Things change within the security soft industry, but the cat-and-mouse struggle between the malc0ders and the security soft industry have remained consistently the same for decades. And the malicious actors have always come out on-top against default-allow solutions.

 

[Deleted Member 3a5v73x]

Things change within the security soft industry, but the cat-and-mouse struggle between the malc0ders and the security soft industry have remained consistently the same for decades. And the malicious actors have always come out on-top against default-allow solutions.
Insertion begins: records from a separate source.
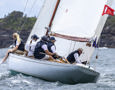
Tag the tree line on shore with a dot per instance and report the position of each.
(16, 20)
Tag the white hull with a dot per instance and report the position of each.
(52, 71)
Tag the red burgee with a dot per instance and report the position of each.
(108, 10)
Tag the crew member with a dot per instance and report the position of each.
(18, 46)
(73, 56)
(30, 46)
(41, 50)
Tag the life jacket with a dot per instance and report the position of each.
(21, 45)
(39, 53)
(71, 58)
(50, 44)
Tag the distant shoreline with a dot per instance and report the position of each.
(6, 38)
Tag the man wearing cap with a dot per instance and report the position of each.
(41, 50)
(30, 46)
(73, 56)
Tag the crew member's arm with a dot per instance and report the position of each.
(76, 58)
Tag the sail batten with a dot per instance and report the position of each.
(80, 39)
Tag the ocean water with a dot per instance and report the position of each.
(105, 65)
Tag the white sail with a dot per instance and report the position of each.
(44, 18)
(78, 18)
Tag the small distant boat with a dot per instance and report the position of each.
(73, 23)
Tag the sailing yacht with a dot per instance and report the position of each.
(73, 23)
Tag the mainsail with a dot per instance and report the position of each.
(79, 18)
(74, 18)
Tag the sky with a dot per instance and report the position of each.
(29, 7)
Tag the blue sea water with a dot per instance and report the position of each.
(105, 65)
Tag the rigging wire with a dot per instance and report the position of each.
(35, 1)
(22, 17)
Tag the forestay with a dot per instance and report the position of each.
(44, 18)
(78, 18)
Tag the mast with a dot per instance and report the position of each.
(53, 15)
Yes, and default-deny e.g. AppGuard is the solution where user needs to lower its protection mode to Install and be certain that before installing/running .exe it is safe with other tools, or else you'll get infected and obviously it's user fault. For business users it's best where IT installs programms for you, configures it and lock downs employees PC. As a low technical skill cap home ape, I'd rather watch and follow development of new default-allow security software made and more advanced Alien Ai.

 

[509322]

Yes, and default-deny e.g. AppGuard is the solution where user needs to lower its protection mode to Install and be certain that before installing/running .exe it is safe with other tools, or else you'll get infected and obviously it's user fault. For business users it's best where IT installs programms for you, configures it and lock downs employees PC. As a low technical skill cap home ape, I'd rather watch and follow development of new default-allow security modules made and more advanced Alien Ai.

The issue you raise here is not one of default-allow versus default-deny.

The software is unimportant. There is no substitute for user knowledge and experience - no matter what the security soft.

What is the user who doesn't know any better to do when their default-allow or default-deny solution does nothing while malware is running on the system but there are signs that most any user can see that something is wrong ? If they don't know then there isn't much that anyone can do for them.

And it is always the user's fault - whether it is default-allow or default-deny.

The solution is not to buy security softs x, y and z and then slap them onto a system.

The only solution is for people to be less dependent upon security softs (still use them, but at least have basic skills). That is the better solution for society, but since educating people who don't want to learn, who want a soft to tell them what to do is an impossible task, there isn't much that the industry can do - despite its best efforts.

Not to mention people are disappointed and keep complaining that their default-allow AV can be or was bypassed. Bypasses are never going to go away. No matter what the technology.

If users "want to use stuff," then they get what they get. Between Windows and users, those are the two predominant reasons why the malware problem is in the current state that we find it.